Church architecture worth the name


I meant to post about this the other day but Fr Michael Brown (happily posting again at Gateshead Revisited) got there before me.  A new church of the Protection of the Mother of God at Yasenevo, on the outskirts of Moscow. You can see more fabulous pictures and read something of its development at the Orthodox Arts Journal.

How wonderful to see a that it is still possible to build a modern church completely in touch with its architectural and liturgical tradition. Not only that, this wasn't paid for by some Russian oligarch but:
The true miracle of the Yasenevo church, though, lies not in its richness, but its poverty. Astonishingly, this church, constructed in just seven years, had no major individual donors. There was no great oligarch or wealthy institution footing the bill. Rather, the money came in small donations from ordinary people and pious organizations – 800,000 donors in total.
So it can still be done. What an indictment on the attitude so often seen here in the west, where churches both new and when "re-ordered" are either completely unremarkable or remarkable for their abandonment or ignorance of anything in our Christian tradition. When we are expected to praise every style except our own, so far as church architecture is concerned.

2 comments:

Jacobi said...

This church is beautiful, in that is it represents the beauty of the Triune God.
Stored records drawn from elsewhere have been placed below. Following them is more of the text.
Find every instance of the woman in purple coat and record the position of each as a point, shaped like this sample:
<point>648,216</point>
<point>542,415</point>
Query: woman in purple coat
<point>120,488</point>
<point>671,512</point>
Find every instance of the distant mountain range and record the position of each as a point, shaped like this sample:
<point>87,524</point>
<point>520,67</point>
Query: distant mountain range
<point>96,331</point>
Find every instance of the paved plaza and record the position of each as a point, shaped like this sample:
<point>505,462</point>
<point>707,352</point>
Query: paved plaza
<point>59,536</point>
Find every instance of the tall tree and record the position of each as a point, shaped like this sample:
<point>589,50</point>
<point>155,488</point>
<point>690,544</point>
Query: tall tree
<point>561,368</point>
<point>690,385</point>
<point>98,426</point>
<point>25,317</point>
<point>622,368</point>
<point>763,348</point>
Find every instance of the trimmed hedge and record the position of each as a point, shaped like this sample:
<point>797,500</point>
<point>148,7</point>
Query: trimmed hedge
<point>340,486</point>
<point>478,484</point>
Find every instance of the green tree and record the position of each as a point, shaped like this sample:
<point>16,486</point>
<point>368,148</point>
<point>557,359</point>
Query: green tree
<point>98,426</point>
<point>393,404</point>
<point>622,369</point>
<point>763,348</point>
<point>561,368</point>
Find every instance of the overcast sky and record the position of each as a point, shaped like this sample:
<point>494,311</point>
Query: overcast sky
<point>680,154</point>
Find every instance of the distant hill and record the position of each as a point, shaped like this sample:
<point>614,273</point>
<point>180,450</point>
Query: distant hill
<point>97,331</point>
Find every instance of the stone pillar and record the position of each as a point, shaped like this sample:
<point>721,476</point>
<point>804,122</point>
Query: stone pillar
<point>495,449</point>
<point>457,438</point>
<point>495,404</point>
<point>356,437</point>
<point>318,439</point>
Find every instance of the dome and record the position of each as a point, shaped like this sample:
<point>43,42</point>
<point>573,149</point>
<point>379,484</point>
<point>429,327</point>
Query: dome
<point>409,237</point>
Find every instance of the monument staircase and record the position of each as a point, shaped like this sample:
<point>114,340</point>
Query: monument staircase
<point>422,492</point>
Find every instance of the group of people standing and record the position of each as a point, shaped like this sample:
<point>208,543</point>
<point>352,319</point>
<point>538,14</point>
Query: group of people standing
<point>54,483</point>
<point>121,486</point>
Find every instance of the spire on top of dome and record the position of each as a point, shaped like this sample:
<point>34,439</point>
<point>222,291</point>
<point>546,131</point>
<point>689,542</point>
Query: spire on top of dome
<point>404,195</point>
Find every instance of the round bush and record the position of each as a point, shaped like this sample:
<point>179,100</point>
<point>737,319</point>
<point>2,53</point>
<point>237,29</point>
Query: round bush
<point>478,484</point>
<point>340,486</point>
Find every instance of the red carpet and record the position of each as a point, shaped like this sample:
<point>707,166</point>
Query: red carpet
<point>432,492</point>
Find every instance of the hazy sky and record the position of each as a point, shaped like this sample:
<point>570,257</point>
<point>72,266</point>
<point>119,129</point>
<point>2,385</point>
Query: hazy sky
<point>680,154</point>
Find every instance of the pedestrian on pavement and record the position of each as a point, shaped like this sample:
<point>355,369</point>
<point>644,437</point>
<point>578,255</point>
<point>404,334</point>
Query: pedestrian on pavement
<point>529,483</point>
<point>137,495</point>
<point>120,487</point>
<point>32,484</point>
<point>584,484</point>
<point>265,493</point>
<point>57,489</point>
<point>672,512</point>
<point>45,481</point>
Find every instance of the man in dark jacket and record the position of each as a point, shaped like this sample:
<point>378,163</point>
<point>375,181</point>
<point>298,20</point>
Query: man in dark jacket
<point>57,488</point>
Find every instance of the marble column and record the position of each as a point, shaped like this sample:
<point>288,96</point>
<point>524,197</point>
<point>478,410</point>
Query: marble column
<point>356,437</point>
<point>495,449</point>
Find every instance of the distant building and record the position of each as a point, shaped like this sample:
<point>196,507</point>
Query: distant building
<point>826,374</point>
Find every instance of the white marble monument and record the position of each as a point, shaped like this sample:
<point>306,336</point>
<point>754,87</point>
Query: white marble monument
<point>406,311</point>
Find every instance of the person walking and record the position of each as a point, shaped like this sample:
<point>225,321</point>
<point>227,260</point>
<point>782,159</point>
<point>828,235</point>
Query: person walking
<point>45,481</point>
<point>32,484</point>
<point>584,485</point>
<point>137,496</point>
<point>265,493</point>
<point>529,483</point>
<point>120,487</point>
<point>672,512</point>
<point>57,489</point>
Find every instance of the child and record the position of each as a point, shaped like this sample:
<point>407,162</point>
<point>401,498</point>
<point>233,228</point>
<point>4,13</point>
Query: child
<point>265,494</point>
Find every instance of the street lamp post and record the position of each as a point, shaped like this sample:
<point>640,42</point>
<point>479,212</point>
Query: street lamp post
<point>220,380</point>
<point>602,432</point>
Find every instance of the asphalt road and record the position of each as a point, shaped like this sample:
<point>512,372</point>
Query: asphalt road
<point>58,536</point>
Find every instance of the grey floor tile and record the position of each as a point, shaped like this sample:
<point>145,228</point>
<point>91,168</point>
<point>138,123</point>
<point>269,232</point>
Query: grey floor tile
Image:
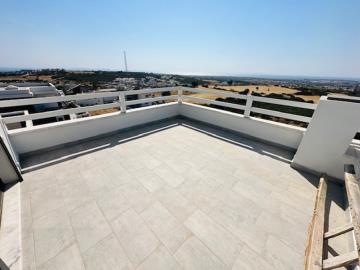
<point>113,204</point>
<point>89,224</point>
<point>282,256</point>
<point>45,200</point>
<point>177,204</point>
<point>250,260</point>
<point>194,255</point>
<point>52,233</point>
<point>105,255</point>
<point>68,259</point>
<point>160,259</point>
<point>215,237</point>
<point>166,227</point>
<point>136,238</point>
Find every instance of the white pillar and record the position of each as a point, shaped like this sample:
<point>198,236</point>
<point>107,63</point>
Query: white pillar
<point>334,124</point>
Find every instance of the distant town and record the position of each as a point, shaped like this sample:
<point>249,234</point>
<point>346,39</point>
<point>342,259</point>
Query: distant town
<point>20,84</point>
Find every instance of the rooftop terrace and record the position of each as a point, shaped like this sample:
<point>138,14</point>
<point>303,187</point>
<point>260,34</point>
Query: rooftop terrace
<point>172,186</point>
<point>173,194</point>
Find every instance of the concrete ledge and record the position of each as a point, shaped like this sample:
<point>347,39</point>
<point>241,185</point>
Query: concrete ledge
<point>10,230</point>
<point>279,134</point>
<point>50,135</point>
<point>60,133</point>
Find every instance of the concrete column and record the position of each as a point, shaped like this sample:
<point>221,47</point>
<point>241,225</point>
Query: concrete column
<point>335,122</point>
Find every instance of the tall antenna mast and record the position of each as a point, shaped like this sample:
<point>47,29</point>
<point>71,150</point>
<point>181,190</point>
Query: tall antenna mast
<point>125,62</point>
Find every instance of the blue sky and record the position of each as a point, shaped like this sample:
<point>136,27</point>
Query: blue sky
<point>316,38</point>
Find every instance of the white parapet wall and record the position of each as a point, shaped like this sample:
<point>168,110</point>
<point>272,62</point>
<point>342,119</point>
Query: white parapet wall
<point>269,131</point>
<point>59,133</point>
<point>54,134</point>
<point>327,139</point>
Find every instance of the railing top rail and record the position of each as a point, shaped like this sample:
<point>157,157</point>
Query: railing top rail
<point>284,102</point>
<point>215,92</point>
<point>150,90</point>
<point>42,100</point>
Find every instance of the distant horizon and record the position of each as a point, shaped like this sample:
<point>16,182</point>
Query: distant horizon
<point>205,37</point>
<point>245,75</point>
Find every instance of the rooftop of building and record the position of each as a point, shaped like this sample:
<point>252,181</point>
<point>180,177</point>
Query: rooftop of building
<point>170,186</point>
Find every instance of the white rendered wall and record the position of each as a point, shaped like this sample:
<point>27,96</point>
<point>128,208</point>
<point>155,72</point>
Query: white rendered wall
<point>328,137</point>
<point>50,135</point>
<point>269,131</point>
Given the architectural ugliness which Catholics in the UK have been subjected to since the 1960s, it leaves one feeling ashamed.

I am a perhaps bit conscious of this. I come, as a Catholic, from a mainly Protestant family. The family (Protestant) parish church, which I go to for various events from time to time is about two hundred years old - and it is beautiful and Christian by any standards. I never cease to be reminded of this when I go to various post-sixties Catholic churches where I live.

David O'Neill said...

Perhaps even worse, Jacobi, are the many old & beautiful Catholic churches which were virtually destroyed by modernisation in the name of Vatican 2. There is, I believe, only 1 totally unspoiled church in the city of Newcastle upon Tyne where the High Altar, altar rails et al are still in place. Sadly that church no longer has a resident priest & has, I believe, only 1 Mass each week on Sundays.